'Trendleri takip ederek stil sahibi olunmaz'
'Trendleri takip ederek stil sahibi olunmaz'
Röportaj:Bade ÇAKAR
Fotoğraflar:Serkan ŞENTÜRK
Gardırop Gurusu olarak hayatımıza giren ünlü stil danışmanı Hande Can Yüce artık aynı zamanda bir tasarımcı... Şık stili ile milyonlarca takipçisi olan ve çalıştığı kişileri 'şık isimler' listesine dahil eden Yüce, dünya moda haftalarına katılarak yeni trendleri ilk öğrenen isimlerden biri. Kadınların dolaplarını düzenleme gibi çok zor bir işi başaran ve "Kadınları kıyafetlerinden ayırmak çok zor" diyen Yüce, aynı zamanda stili ile sanat dünyasının en beğenilen kadını Bergüzar Korel'in de stil danışmanı... Yeni markası 'Gouroux'u konuşmak için The Grand Tarabya'nın Boğaz manzaralı nefis rezidansında bir araya geldiğimiz Hande Hanım, yoğun iş temposuna rağmen bitmeyen enerjisi ve sempatikliği ile çok güzel pozlar da verdi.

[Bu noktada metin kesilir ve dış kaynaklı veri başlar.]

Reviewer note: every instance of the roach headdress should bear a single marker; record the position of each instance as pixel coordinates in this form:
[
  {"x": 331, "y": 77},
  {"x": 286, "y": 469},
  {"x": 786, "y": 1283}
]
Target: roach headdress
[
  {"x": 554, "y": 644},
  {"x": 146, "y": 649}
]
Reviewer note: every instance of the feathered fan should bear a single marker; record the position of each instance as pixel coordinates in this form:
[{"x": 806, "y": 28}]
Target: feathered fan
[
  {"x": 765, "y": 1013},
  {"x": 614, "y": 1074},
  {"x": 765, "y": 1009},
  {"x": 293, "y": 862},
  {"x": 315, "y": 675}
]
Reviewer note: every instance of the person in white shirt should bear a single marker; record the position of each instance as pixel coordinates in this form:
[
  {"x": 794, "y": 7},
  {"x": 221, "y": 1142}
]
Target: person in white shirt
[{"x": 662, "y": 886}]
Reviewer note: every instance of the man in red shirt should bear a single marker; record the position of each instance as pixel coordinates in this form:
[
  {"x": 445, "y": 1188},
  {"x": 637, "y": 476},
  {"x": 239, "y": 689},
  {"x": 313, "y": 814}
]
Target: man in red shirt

'Trendleri takip ederek stil sahibi olunmaz'
Stil danışmanı, tasarımcıu ve Gardırop Gurusu... Bu liste uzadıkça uzuyor. Hepsine nasıl yetişiyorsunuz?
Hande Can Yüce: Çok haklısınız hepsine yetişmek gerçekten zor oluyor. 24 saatin yetmediği zamanlarım oluyor ama halimden çok mutluyum. Üretmeyi, tasarlamayı, müşterilerimle ilgilenmeyi o kadar çok seviyorum ki... İşimi çok severek yaptığım için bir şekilde altından kalkmayı başarıyorum sanırım. Elimden geldiğince güne erken başlamaya çalışıyorum. Maalesef İstanbul'un kargaşası ve trafiği sayesinde günümün çoğu bir toplantıdan diğerine yetişmekle geçiyor. Her konuda mükemmelliyetçi bir insanım. Dolayısıyla yaptığım işlerin ve projelerin başında bizzat bulunmak istiyorum. Bu da yoğunluğumu iki katına çıkartıyor.
İlk olarak televizyon projelerinde imaj danışmalığı yaparak başladınız. Planlarınız arasında bu noktaya gelmek var mıydı?
Yüce: Hayatımın hiçbir döneminde stratejik hareket etmedim. Bu işe başladığımda nerede olmak istediğimi hiç düşünmemiştim. Zaman geçtikçe ve tecrübem arttıkça kendimi akışa göre yönlendirdim. Su aktı yolunu buldu demek en doğrusu olacak sanırım. 11 senedir gerek medya, gerek moda, gerekse tekstil sektörüyle iç içeyim. Bu sektörlerin hepsi birbiriyle paralel olduğu için kendimi mutfaktan geliştirdim. Her seferinde üzerine daha fazla ne ekleyebilirim mücadelesi verdim. Sanırım yaptıklarımın meyvelerini şimdi topluyorum.
Kendinize ait bir markaya sahip olmak nasıl bir his?
Yüce: Hep moda ile iç içe bir hayatım oldu. Hayallerim arasında bir gün kendi markamı kurmak vardı ama zamanlama konusunda emin değildim. Kariyer ortasında aniden gelen bebek gibi hiç düşünmediğim bir anda oldu. Hiç tanımadığınız kişilerin üzerinde, size ait bir parça görmek o kadar güzel bir his ki. Daha da fazlasını yapabilmek adına sürekli çalışıyorum. Üretimi ve tasarımı çok seviyorum, aldığım olumlu tepkileri de görünce doğru yolda olduğumu düşünüyorum.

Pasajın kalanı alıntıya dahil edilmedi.